Research Papers
The foundational and breakthrough papers driving the open-source LLM revolution.
Mixtral of Experts
Jiang et al. (Mistral AI) · 2024-01-08
Sparse Mixture-of-Experts model using 8 expert networks with top-2 routing. Matches or outperforms Llama 2 70B while using only 13B active parameters per token.
Efficient Memory Management for Large Language Model Serving with PagedAttention
Kwon et al. (UC Berkeley) · 2023-09-12
Applied virtual memory concepts to KV cache management in LLM serving. PagedAttention eliminates memory fragmentation, enabling 2-4x throughput improvement and forming the basis of vLLM.
LLaMA: Open and Efficient Foundation Language Models
Touvron et al. (Meta) · 2023-02-27
Demonstrated that smaller models trained on more tokens can match larger models. Catalyzed the open-source LLM movement by releasing weights from 7B to 65B parameters.
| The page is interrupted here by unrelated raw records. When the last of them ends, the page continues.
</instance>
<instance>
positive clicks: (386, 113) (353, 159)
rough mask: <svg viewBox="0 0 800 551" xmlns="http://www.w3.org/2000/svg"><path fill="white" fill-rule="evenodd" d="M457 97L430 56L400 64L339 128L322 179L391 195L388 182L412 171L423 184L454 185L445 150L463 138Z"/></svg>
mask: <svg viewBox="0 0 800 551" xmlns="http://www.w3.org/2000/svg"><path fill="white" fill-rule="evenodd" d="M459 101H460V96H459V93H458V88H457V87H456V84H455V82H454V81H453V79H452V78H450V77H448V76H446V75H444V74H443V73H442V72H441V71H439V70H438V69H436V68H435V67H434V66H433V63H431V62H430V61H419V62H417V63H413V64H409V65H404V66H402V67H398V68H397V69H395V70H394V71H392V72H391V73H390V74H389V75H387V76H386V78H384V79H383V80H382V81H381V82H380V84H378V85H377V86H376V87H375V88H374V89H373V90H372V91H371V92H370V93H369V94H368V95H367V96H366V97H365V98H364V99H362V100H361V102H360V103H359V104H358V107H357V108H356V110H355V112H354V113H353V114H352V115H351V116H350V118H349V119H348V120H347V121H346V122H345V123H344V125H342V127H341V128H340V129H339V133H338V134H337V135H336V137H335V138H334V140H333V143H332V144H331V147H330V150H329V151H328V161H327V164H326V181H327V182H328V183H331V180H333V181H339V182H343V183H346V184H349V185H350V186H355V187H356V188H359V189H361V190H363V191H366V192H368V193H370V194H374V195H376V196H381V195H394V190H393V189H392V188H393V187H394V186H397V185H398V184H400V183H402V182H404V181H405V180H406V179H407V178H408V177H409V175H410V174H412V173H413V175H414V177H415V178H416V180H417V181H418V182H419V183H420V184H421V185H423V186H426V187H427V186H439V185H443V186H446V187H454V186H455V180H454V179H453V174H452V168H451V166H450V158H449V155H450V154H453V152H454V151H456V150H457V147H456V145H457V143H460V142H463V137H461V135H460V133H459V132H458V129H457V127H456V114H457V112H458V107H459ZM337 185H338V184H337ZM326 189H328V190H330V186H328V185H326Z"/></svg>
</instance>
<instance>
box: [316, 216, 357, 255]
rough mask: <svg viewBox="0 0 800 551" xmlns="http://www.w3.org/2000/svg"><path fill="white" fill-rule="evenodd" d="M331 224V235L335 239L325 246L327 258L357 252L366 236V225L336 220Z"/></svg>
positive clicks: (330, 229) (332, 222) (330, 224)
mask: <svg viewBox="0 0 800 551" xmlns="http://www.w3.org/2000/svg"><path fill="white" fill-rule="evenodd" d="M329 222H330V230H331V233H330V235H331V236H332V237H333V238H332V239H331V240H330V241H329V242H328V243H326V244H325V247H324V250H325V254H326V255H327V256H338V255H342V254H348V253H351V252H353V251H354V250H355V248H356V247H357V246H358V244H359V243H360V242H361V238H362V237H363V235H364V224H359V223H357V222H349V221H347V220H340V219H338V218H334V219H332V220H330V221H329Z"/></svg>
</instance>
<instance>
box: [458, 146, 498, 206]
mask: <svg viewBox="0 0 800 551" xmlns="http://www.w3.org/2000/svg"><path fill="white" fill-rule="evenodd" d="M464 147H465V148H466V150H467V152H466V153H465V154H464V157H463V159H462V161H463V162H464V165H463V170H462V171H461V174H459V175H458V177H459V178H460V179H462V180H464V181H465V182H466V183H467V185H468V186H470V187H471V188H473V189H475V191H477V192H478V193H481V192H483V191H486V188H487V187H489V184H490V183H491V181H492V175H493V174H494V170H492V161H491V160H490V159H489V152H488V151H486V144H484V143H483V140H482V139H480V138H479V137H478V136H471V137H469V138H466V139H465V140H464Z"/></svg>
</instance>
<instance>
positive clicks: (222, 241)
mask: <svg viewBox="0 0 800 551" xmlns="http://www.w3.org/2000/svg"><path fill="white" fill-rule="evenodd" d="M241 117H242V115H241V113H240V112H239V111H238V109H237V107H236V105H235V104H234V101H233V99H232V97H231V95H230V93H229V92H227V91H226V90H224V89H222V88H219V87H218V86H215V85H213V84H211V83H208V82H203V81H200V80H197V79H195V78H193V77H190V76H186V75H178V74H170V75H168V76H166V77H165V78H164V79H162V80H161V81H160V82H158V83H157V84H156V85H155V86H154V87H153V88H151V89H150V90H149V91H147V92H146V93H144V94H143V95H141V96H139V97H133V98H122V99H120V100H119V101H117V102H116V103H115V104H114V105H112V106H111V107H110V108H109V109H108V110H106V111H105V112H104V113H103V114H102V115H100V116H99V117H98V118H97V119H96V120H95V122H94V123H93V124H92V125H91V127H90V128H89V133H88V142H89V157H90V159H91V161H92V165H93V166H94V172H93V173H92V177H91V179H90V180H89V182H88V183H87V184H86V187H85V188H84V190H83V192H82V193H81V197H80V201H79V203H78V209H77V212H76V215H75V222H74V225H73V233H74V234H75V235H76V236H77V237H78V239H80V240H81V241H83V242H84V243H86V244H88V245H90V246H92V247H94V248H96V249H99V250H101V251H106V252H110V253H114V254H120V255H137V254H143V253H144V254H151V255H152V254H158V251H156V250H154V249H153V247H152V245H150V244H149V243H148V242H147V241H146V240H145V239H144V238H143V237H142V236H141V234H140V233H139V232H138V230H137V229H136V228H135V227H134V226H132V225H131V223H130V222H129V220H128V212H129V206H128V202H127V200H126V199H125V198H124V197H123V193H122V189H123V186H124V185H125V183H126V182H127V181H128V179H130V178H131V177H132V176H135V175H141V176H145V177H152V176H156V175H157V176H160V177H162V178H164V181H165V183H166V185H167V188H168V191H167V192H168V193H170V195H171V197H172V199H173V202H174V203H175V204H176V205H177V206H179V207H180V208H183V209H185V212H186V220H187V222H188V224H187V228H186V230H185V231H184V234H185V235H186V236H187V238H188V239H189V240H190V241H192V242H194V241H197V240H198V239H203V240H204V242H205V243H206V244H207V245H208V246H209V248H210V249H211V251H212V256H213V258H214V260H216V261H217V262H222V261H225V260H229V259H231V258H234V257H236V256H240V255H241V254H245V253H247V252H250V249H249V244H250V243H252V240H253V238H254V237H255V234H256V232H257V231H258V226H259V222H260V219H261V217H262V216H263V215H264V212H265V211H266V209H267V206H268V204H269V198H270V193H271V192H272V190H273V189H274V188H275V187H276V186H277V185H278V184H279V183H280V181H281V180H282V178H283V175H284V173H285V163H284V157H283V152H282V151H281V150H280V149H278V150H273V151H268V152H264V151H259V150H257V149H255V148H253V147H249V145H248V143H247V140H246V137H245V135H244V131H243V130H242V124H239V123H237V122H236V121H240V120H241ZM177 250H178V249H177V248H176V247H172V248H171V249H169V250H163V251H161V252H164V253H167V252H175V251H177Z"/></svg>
FlashAttention: Fast and Memory-Efficient Exact Attention with IO-Awareness
Dao et al. · 2022-05-27
Proposed an IO-aware attention algorithm that uses tiling to reduce HBM reads/writes by orders of magnitude. Enabled 2-4x wall-clock speedup and longer sequences without approximation.
LoRA: Low-Rank Adaptation of Large Language Models
Hu et al. (Microsoft) · 2021-06-17
Introduced low-rank decomposition for parameter-efficient fine-tuning. Freezes pretrained weights and injects trainable rank decomposition matrices, reducing trainable parameters by 10,000x.
Attention Is All You Need
Vaswani et al. · 2017-06-12
Introduced the Transformer architecture based entirely on self-attention mechanisms, replacing recurrence and convolutions. The foundational architecture behind all modern LLMs.